User interaction can also lead to the collection of sensitive data, as would happen if someone consistently asked the bot about pregnancy symptoms, illness related matters, or gender identity. Even seemingly unimportant interactions can reveal special categories of data. For instance, if the user shows signs of being a vegetarian, the machine may have reasons to believe that they have left-wing political leanings. The sum of all these data points can be used to build a detailed profile of a user who has never explicitly provided any information and may not be aware of the data that is being collected about them.

OpenAI’s privacy policy explains that the data collected is used for the maintenance of the service, research, communication, developing new products, prevention of fraud, and compliance with legal obligations. However, as the popularity of the service grows and the multibillion dollar partnership between Microsoft and OpenAI takes place, companies may be tempted to monetise all the collected data through personalised advertisement, including political campaigns. More worrisome, this monetisation could be concealed through casual conversations with the machine, with users being unaware that they are the target of paid publicity.

ChatGPT and cybersecurity

As an AI language-model, ChatGPT can help cybercriminals write convincing pieces of malicious social engineering. The bot can potentially be used to assist with some of the most common cybercrimes, such as phishing (deceptive emails trying to steal information) and baiting (luring victims with fake offers), as well as other forms of fraud.

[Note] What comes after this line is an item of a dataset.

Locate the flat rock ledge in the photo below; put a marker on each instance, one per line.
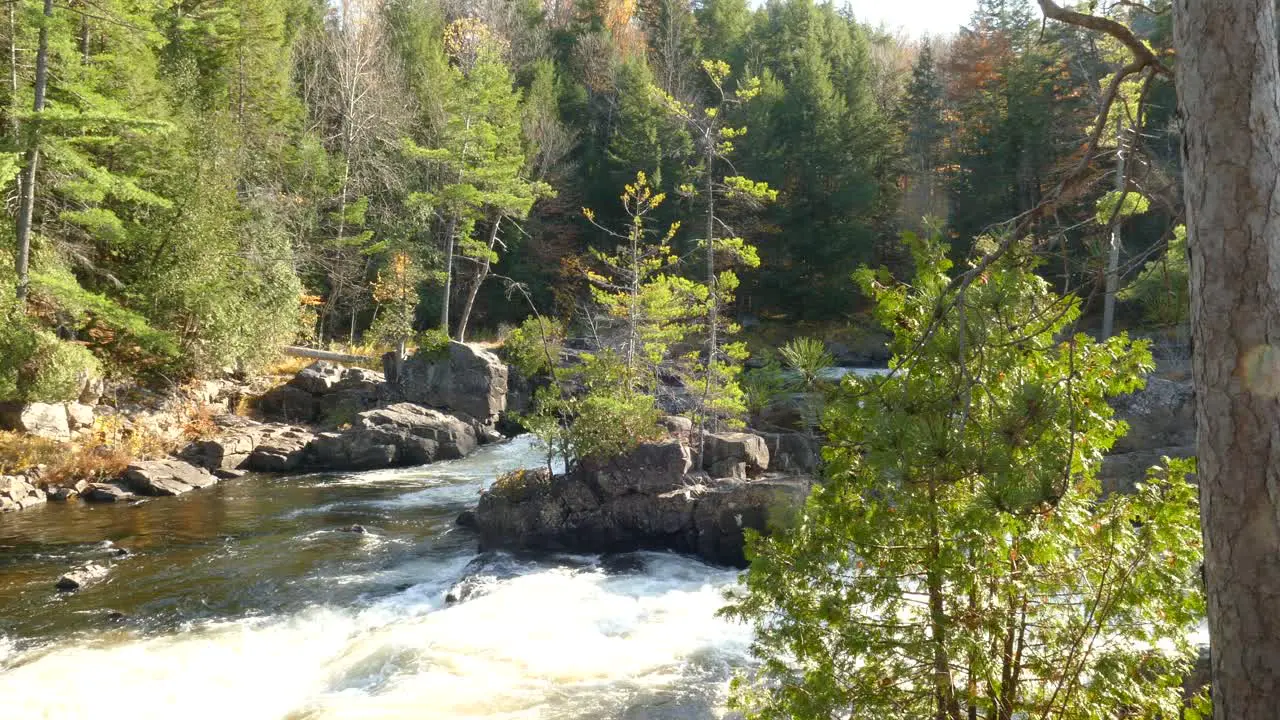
(650, 499)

While ChatGPT will refuse any explicit request to help with criminal endeavours, many people have tricked it into collaborating with illicit activities by convincing it that it is not doing anything wrong. For example, the user may frame the question as a role-playing game, or pretend to be asking for help in writing an evil character for a novel.

Since one of the most common ways to detect a phishing email is to spot writing mistakes, having an artificial intelligence with great language skills assisting criminals in the process can be problematic. Furthermore, ChatGPT’s ability to write solid pieces of code can also be used for malicious purposes, and the bot has already been used to help create malware.

An AI arms race

While ChatGPT may be the coolest kid on the block at the moment, other companies are aiming for a similar success, and there seems to be an arms race going on between technology giants. Microsoft is in the process of integrating OpenAI’s capabilities into Bing, while Google and Meta are experimenting with their own chatbots – with mixed reactions from the public.

This competition will inevitably lead to improvements in the technology, and potentially make it more problematic by feeding it with even more personal data, which may be more deeply embedded in the machines’ neural networks. In addition, tech companies will want to find a way to monetise the bots’ capabilities, and finely-tuned, targeted advertising based on user interactions is likely to be the first step towards achieving this, adding a new layer to the privacy concerns.

It remains to be seen how the technology will develop. In any case, regulators need to respond in a way that protects the rights of individuals without hindering innovation. And they need to act quickly.